While the Headmistress’ (Emma Thompson) condescending and ineffectual lecture does nothing to change Jenny’s mind, the truth about David is finally revealed and it is Jenny’s English teacher, Miss Stubbs (Olivia Williams), who is there is to pick up the pieces and get her clever young pupil back on track. Jenny finally sees firsthand what a sort of life an educated, single woman can have and is ready to try for Oxford again on her own terms.
If you’re in the mood for more classic films To Sir, with Love (1967) features Sidney Poitier as Mr. Thackeray, an unemployed engineer from America who comes to London to teach while waiting for a more palatable job offer. He temporarily takes on a class of seemingly unmanageable teens from a rough East End neighborhood and decides that best method for dealing with them is to treat them with the respect and maturity usually afforded only to adults. It takes some time, but Mr. Thackeray’s approach finally pays off with most of his students and they, in turn, earn a special place in his heart as well.
Dame Maggie Smith won an Oscar for her performance in the title role in The Prime of Miss Jean Brodie (1969). As a teacher at the Marcia Blaine School for Girls, Miss Brodie is not a model of educational excellence though she sees herself in that light. She focuses most of her energy on the “Brodie set”, a group of girls she handpicks for special field trips and discussions about her politically fascist leanings. Jean Brodie thinks herself a maverick, a woman in her prime and quite literally untouchable since she has tenure at the school.

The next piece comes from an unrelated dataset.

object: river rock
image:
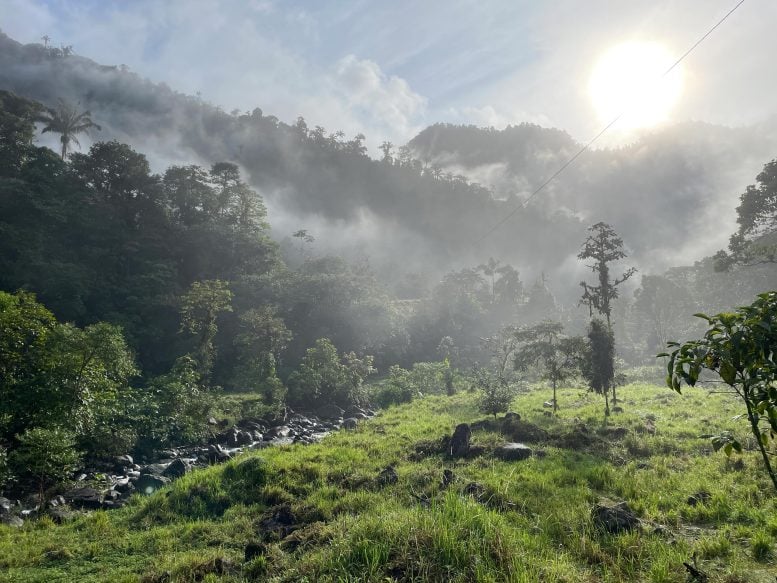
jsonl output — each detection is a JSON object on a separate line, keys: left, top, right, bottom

Though Miss Brodie is certainly misguided, even manipulative in many ways, she is intensely dedicated to her profession and her intention of turning out students who look at the world differently.
I’ve saved my favorite for last. Educating Rita (1983) stars Julie Walters as working class hairdresser Rita White who decides she’s not content with her unfulfilling life and doesn’t want to have children yet as the rest of her family is pestering her to do. She therefore enrolls in an Open University English course and is assigned Dr. Frank Bryant (Michael Caine) as her professor. At first Frank wonders if Rita is cut out for the rigors of college level work.
However, Rita’s determination to better herself is soon evident and Frank’s cynical outlook on his profession is noticeably improved. Rita’s progress rekindles Frank’s love of literature and, for a while, pupil and teacher grow and benefit from the relationship. But as is often the case, one party outgrows the other and their liaison starts to show the strain. Rita is nearly unrecognizable from the eager and naïve beautician we first met and, despite what needs to happen, I always feel a bit sad to see her go.
Do any of these teachers remind you of your own school days? Is there an educator I’ve omitted who you’d like to mention? (Like any of the professors from Harry Potter, for example?) Comment at will and share your inspiring teachers with us.